Ketika
saya memilih untuk bergelut pada bidang profesi guru atau mengajar, banyak dari
kawan-kawan saya yang menertawakannya. Bahkan karena keinginan saya ini, mereka
menyodorkan pertanyaan-pertanyaaan yang tak lazim. Apakah kamu serius mau jadi
guru? Kamu yakin gak mau cari kerjaan
lain? Dan pertanyaan-pertanyaan lainnya yang bernada miring.
Saya
hanya tersenyum simpul dan sesekali menanggapi.
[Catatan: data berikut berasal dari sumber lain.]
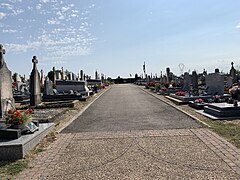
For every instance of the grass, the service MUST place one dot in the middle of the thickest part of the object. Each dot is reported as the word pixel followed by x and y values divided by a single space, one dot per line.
pixel 228 130
pixel 9 169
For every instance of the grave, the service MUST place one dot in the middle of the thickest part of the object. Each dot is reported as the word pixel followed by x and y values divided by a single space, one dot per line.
pixel 18 148
pixel 222 111
pixel 215 84
pixel 35 91
pixel 66 90
pixel 6 95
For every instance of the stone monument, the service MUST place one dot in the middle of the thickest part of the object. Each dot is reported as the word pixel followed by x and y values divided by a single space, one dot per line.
pixel 233 73
pixel 35 92
pixel 195 83
pixel 6 95
pixel 186 82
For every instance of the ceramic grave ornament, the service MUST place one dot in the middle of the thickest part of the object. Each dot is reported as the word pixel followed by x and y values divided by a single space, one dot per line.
pixel 6 96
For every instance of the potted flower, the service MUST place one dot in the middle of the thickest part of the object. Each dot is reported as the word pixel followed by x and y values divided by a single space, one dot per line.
pixel 18 118
pixel 180 93
pixel 200 101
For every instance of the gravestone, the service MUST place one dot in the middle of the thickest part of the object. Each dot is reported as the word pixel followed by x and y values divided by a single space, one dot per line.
pixel 186 81
pixel 233 73
pixel 42 79
pixel 54 76
pixel 48 87
pixel 81 75
pixel 161 78
pixel 96 75
pixel 35 92
pixel 168 75
pixel 74 76
pixel 58 75
pixel 63 74
pixel 215 84
pixel 229 81
pixel 6 95
pixel 195 82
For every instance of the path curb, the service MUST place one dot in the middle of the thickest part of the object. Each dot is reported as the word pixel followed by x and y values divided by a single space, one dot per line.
pixel 82 111
pixel 188 114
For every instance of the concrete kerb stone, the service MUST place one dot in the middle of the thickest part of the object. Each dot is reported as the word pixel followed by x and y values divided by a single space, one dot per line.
pixel 84 109
pixel 188 114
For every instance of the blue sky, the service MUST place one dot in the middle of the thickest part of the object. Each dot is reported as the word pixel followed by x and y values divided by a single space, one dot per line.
pixel 117 36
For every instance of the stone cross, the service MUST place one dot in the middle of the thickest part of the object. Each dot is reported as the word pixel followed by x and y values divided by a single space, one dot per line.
pixel 35 92
pixel 6 95
pixel 54 76
pixel 2 51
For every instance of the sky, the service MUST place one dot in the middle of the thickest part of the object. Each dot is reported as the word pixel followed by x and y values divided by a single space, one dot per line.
pixel 115 37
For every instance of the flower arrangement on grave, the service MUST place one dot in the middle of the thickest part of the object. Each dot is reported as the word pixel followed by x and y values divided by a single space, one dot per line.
pixel 18 117
pixel 163 89
pixel 150 85
pixel 217 99
pixel 199 101
pixel 180 93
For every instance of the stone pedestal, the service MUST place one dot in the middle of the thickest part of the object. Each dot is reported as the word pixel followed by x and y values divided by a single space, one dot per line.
pixel 6 95
pixel 35 92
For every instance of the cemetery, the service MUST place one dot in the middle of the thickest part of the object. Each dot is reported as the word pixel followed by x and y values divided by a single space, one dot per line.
pixel 214 95
pixel 29 107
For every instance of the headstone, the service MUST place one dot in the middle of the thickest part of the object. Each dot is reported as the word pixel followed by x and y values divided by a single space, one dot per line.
pixel 74 77
pixel 186 81
pixel 233 74
pixel 48 87
pixel 35 92
pixel 168 75
pixel 194 81
pixel 6 96
pixel 58 75
pixel 215 84
pixel 63 74
pixel 229 81
pixel 81 75
pixel 42 79
pixel 96 75
pixel 161 78
pixel 217 70
pixel 54 76
pixel 70 76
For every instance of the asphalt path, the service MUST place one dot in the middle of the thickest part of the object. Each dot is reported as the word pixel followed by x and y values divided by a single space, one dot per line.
pixel 126 107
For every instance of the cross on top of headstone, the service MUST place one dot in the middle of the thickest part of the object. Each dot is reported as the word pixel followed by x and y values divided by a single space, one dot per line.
pixel 34 60
pixel 1 49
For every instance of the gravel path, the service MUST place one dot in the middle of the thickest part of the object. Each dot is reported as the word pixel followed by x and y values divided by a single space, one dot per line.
pixel 126 107
pixel 129 134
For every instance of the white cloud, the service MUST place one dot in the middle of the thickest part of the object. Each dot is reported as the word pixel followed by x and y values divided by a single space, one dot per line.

Saya katakan pada mereka dengan
sedikit guyonan. Kalian tahu gak?
bahwa profesi yang paling mulia dan bersih didunia ini adalah profesi guru. Profesi
guru berbeda dengan profesi lain. Setidaknya kalau dilihat untuk peluang
korupsi, maka bidang profesi guru tidak ada. Makanya, guru tak pernah tersandung
masalah korupsi, kecuali korupsi waktu mengajar yang dimilki oleh guru yang
lain.
Ada
satu hal yang saya tangkap dari tertawanya kawan-kawan saya tadi dan ini berkenaan
dengan image guru yang mereka
simpulkan. Bahwa profesi guru merupakan profesi yang tidak begitu dibanggakan
dalam masyarakat, profesi guru itu kurang hebat dan secara finansial (gajinya)
pun tidak begitu menggairahkan. Apalagi saat berstatus honorer alias masih
dalam tahap berbakti. Keadaan guru memang jauh dari kata sejahtera.
Kalau
dipikir-pikir, apa yang disimpulkan kawan-kawan saya ini sangatlah beralasan.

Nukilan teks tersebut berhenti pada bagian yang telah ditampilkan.